Taking 'time off' is an extremely hard thing to do - the modern pace of life warrants a kind of speed which in turn ingrains this notion of constant production - the neoliberal way. Produce, do, produce, do produce do....keep going, sweat it out, keep going....it reminded me of a piece by the artist David Shrigley which I have on my wall - see right.

Intense large cities speed this process even more with this feeling that you need to keep up, because if you don't you're going to fall way way behind. Main messages being: be here, do this, see this, go there, attend that, meet them, network here and so forth. The feeling that you're going to miss out becomes key. That coupled with the 'speed' of social media can tire the fittest out in no time or maybe the sheer adrenalin just keeps the wee hamster going till their feet fall off.

These ideas of speed and production, are touched upon in this article which I came across recently by Les Back (academic at Goldsmiths College/London) but within the context of academia. Back reflects on the current situation within the university - which he terms as 'university in ruins' (which in turn forms part of the article title) and how the university was almost easy prey for the the clutches of neo-liberalistic ideals. As a result words like professionalisation, specialisation and individualism are the name of the game. In light of this, he questions if and how academics/researchers can overturn/subvert these forces.  (As he also points out in the article, it is ridiculous to have gotten to the point where you to reconsider and discuss the obvious).
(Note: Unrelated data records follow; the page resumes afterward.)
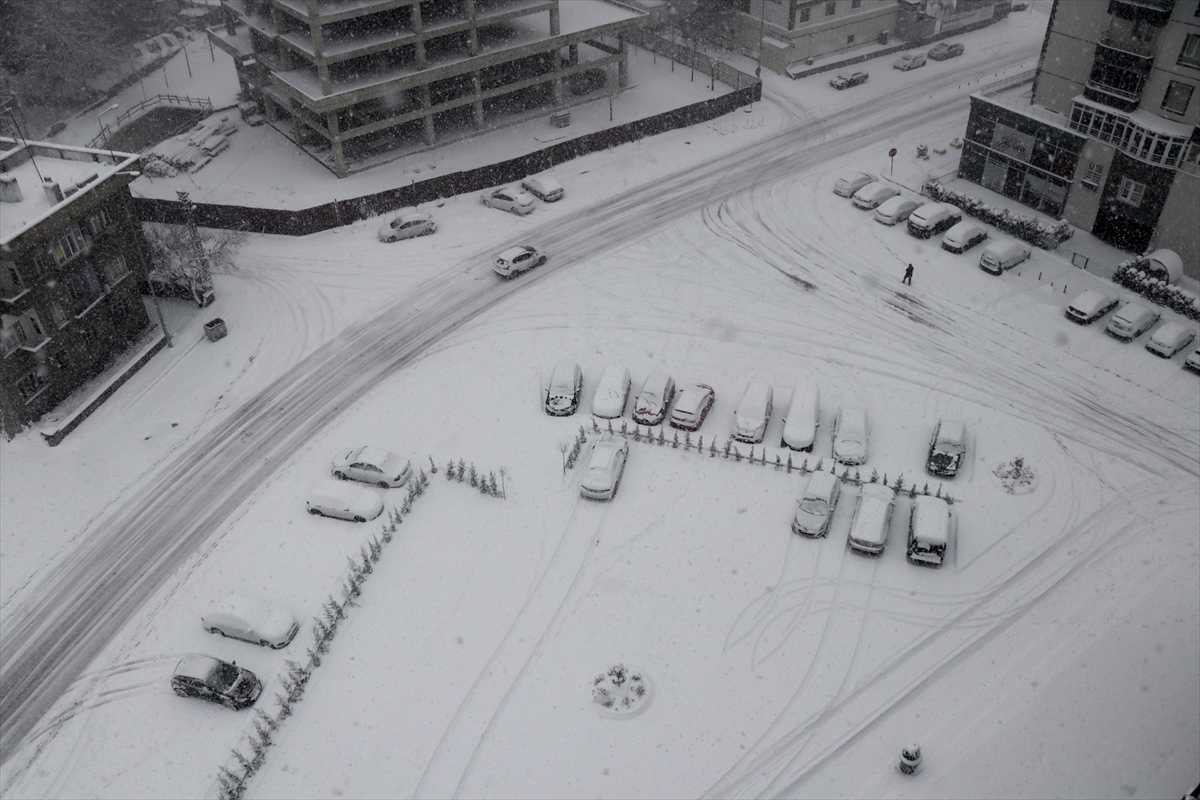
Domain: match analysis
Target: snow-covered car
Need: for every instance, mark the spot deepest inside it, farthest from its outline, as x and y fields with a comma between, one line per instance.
x=930, y=527
x=543, y=187
x=947, y=449
x=651, y=404
x=691, y=407
x=873, y=518
x=850, y=184
x=406, y=226
x=816, y=504
x=345, y=501
x=843, y=80
x=753, y=414
x=508, y=199
x=1131, y=320
x=370, y=464
x=1169, y=338
x=564, y=389
x=601, y=479
x=612, y=392
x=850, y=433
x=895, y=210
x=909, y=61
x=251, y=620
x=943, y=50
x=1192, y=362
x=517, y=259
x=220, y=681
x=873, y=194
x=1090, y=306
x=963, y=236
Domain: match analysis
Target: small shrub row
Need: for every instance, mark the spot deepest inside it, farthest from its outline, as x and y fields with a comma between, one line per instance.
x=1031, y=229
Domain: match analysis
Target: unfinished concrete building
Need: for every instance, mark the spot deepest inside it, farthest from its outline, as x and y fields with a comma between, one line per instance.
x=361, y=82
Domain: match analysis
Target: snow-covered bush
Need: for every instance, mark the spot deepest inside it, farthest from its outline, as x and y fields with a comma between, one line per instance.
x=1134, y=275
x=1041, y=234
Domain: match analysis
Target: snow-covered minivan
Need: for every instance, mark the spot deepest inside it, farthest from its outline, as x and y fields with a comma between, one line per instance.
x=933, y=218
x=802, y=419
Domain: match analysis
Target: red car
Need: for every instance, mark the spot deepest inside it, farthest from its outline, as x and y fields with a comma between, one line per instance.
x=693, y=407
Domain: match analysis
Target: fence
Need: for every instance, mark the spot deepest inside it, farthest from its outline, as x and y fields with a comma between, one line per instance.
x=199, y=103
x=341, y=212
One thing he proposes which was related to reflections on my own work:
The first of these is to slow thinking down – be it theoretical or practical – and to value the time it takes. It entails the cultivation of the capacity for judicious speech and crafted attentiveness.
It is the notion of 'value of time it takes' that is particularly hard to embed because of conditioning and surrounding frameworks. You often question yourself for being 'idle' and this in itself being a waste of time. My methods for supporting 'slow thinking' have been things like yoga/meditation but not necessarily in a conscious way to 'slow thinking', They just facilitate a more holistic approach to my day-to-day where one thing weaves into another seamlessly so each of the bricks support the other.  Going back to The novel 'The Bone Clocks' - a book which complexly organised across different time scales like a time labyrinth, one could wonder how to embody different time scales simultaneously - the slow amongst the speed. More ponderings on this to come.
[...] and what's this prodding certainty that I'm in a labyrinth not only of turnings and doors but decisions and priorities [...] (p264)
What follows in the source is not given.